Multiple genomic studies have improved our understanding of the genetic basis of CTCL over the past few years. The mutational landscape inferred from these studies depicts a highly heterogeneous disease with no clear dominant drivers, which affects the development of effective targeted therapies for CTCL patients.(da Silva Almeida et al., 2015, Kiel et al., 2015, McGirt et al., 2015, O’Connor et al., 2015, Prasad et al., 2016, Ungewickell et al., 2015) Histone deacetylases (HDACs) are enzymes capable of removing acetylation marks in histone and nonhistone proteins. HDACs modulate multiple pathways and processes, many of which are dysregulated in cancer, including cell cycle, apoptosis, and protein folding. HDACis are small molecules that prevent the removal of acetyl groups by HDACs, thus effectively counteracting their effects on protein acetylation (Su et al., 2021). HDACis have demonstrated significant clinical activity in hematologic malignancies.(Chun, 2015, O’Connor et al., 2015, Robey et al., 2011, San-Miguel et al., 2014) Multiple HDACs, including HDAC 1, 2, and 6, were shown to be overexpressed in T-cell lymphoma compared with normal lymphoid tissue, making this disease a potential target for the use of HDACi (Marquard et al., 2009). Indeed, several HDACi have been approved for treatment of T-cell lymphomas based on the remarkable therapeutic effects achieved in the context of clinical trials(Bates et al., 2015) . Romidepsin was approved for the treatment of CTCL in 2009 for patients who fail at least one prior systemic therapy. Approval based on two phase II open-label, multicenter clinical trials, showing that romidepsin treatment elicited a 34% overall response rates and 6% complete response, as well as improvement in the duration of response and pruritus over conventional therapies(Piekarz et al., 2009) . Though romidepsin is now a mainstay treatment for CTCL, response rates and duration of response are variable(Martinez-Escala et al., 2016, Piekarz et al., 2009). Indeed, despite the initial promising results, the duration of response to romidepsin in lymphoma patients is still limited, and eventually most of the patients relapse. The characterization of biomarkers associated with high probability of response would increase the therapeutic potential of HDACi, however, biomarkers of response have yet to be identified (Bates et al., 2015). In addition, mechanisms of resistance to romidepsin have not been well characterized (Bates et al., 2015).

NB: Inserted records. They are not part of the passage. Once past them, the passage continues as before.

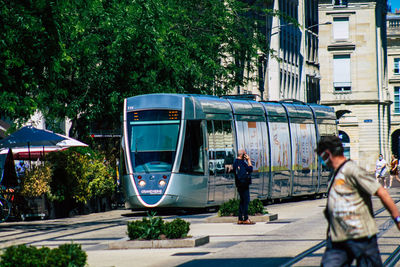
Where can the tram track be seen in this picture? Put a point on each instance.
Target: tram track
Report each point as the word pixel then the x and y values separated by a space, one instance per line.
pixel 391 261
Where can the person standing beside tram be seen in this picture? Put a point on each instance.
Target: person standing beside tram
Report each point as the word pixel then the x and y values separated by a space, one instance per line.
pixel 394 172
pixel 351 227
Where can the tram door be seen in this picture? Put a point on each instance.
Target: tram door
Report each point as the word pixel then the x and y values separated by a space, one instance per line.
pixel 220 159
pixel 211 161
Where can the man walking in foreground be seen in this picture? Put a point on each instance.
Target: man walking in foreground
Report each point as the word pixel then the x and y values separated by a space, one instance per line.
pixel 243 169
pixel 351 226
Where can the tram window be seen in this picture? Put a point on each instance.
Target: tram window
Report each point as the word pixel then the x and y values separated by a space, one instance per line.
pixel 192 157
pixel 122 166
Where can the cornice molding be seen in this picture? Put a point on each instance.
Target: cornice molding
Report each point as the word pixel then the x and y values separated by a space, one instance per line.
pixel 341 47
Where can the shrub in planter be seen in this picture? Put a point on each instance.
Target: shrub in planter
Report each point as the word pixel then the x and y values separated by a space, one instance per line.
pixel 79 177
pixel 36 181
pixel 154 227
pixel 30 256
pixel 148 228
pixel 256 207
pixel 67 255
pixel 177 228
pixel 231 208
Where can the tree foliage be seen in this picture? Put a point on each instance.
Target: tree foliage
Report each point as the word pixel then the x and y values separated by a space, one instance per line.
pixel 80 59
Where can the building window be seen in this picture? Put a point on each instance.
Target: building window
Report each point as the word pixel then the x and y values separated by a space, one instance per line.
pixel 340 28
pixel 340 2
pixel 341 73
pixel 397 66
pixel 396 100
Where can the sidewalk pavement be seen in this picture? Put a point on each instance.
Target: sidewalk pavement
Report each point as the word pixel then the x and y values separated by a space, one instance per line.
pixel 229 241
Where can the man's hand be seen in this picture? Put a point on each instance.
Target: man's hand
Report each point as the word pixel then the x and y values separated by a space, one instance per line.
pixel 389 204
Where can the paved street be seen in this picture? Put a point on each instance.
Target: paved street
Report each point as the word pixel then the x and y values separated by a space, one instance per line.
pixel 300 226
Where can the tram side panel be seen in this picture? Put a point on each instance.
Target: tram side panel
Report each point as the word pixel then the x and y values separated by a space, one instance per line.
pixel 304 166
pixel 250 136
pixel 280 156
pixel 221 153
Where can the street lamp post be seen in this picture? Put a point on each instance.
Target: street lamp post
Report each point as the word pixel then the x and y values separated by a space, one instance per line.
pixel 266 55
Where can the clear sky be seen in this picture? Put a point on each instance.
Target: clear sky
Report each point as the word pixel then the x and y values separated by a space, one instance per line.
pixel 395 4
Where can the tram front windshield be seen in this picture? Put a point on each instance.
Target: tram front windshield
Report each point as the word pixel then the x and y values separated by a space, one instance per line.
pixel 153 136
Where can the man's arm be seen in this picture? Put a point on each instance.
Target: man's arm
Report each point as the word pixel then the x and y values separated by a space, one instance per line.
pixel 389 204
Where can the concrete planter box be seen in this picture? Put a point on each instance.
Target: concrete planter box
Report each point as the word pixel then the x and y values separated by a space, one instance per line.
pixel 233 219
pixel 167 243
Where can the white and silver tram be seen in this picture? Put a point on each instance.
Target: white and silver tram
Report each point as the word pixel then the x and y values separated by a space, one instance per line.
pixel 178 150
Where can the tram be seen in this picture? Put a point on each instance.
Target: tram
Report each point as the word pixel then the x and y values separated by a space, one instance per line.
pixel 178 150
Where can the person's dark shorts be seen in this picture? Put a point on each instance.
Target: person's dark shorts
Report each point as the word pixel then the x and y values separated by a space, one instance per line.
pixel 364 250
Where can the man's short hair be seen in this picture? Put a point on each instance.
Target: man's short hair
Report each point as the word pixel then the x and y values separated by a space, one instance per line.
pixel 331 143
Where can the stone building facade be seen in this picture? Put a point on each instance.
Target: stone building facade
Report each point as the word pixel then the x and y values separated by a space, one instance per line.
pixel 393 41
pixel 353 58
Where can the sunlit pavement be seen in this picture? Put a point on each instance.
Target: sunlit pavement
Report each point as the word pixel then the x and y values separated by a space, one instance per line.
pixel 300 225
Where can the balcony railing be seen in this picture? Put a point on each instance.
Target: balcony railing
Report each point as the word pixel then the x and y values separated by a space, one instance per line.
pixel 342 86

To improve the therapeutic effect of romidepsin, combination therapies are currently being tested in the context of clinical trials. As more drugs with clinical activity become available, the need to identify rational drug combinations with therapeutic activity in lymphoma becomes essential.

While empirical approaches may offer clinical benefits, identifying the mechanisms that underlie response and biomarkers for personalized therapy might offer the best opportunity. Here we report two active romidepsin combinations with increased therapeutic activity in preclinical models of CTCL.

Our data demonstrate that the combination of mechlorethamine and romidepsin is highly synergistic in CTCL cell lines and primary patient samples in vitro. The synergism of romidepsin and mechloretamine has been validated in both leukemic and skin-derived CTCL cell lines, supporting the relevance of this romidepsin combination with a topical skin directed agent as mechlorethamine. Moreover, the combination of romidepsin and mechlorethamine demonstrates a strong anti-tumor activity in vivo with complete responses in a mouse model of SS. This combination utilizes a skin-directed therapy together with a systemic therapy and is therapeutically advantageous because both agents are already FDA-approved as monotherapies(Bates and Geskin, 2016). In depth analysis of the molecular mechanisms underlying the synergistic effect of the mechlorethamine-romidepsin combination using RNAseq and gene expression profiling on cell lines and primary samples revealed a unique set of pathways specifically regulated by the combination. Our gene expression profiling analysis shows that romidepsin is the major determinant of gene expression changes in combination treatment, compared to mechlorethamine. Most notably, we specifically identified inhibition of the JAK/STAT signaling pathway by the mechlorethamine-romidepsin combination.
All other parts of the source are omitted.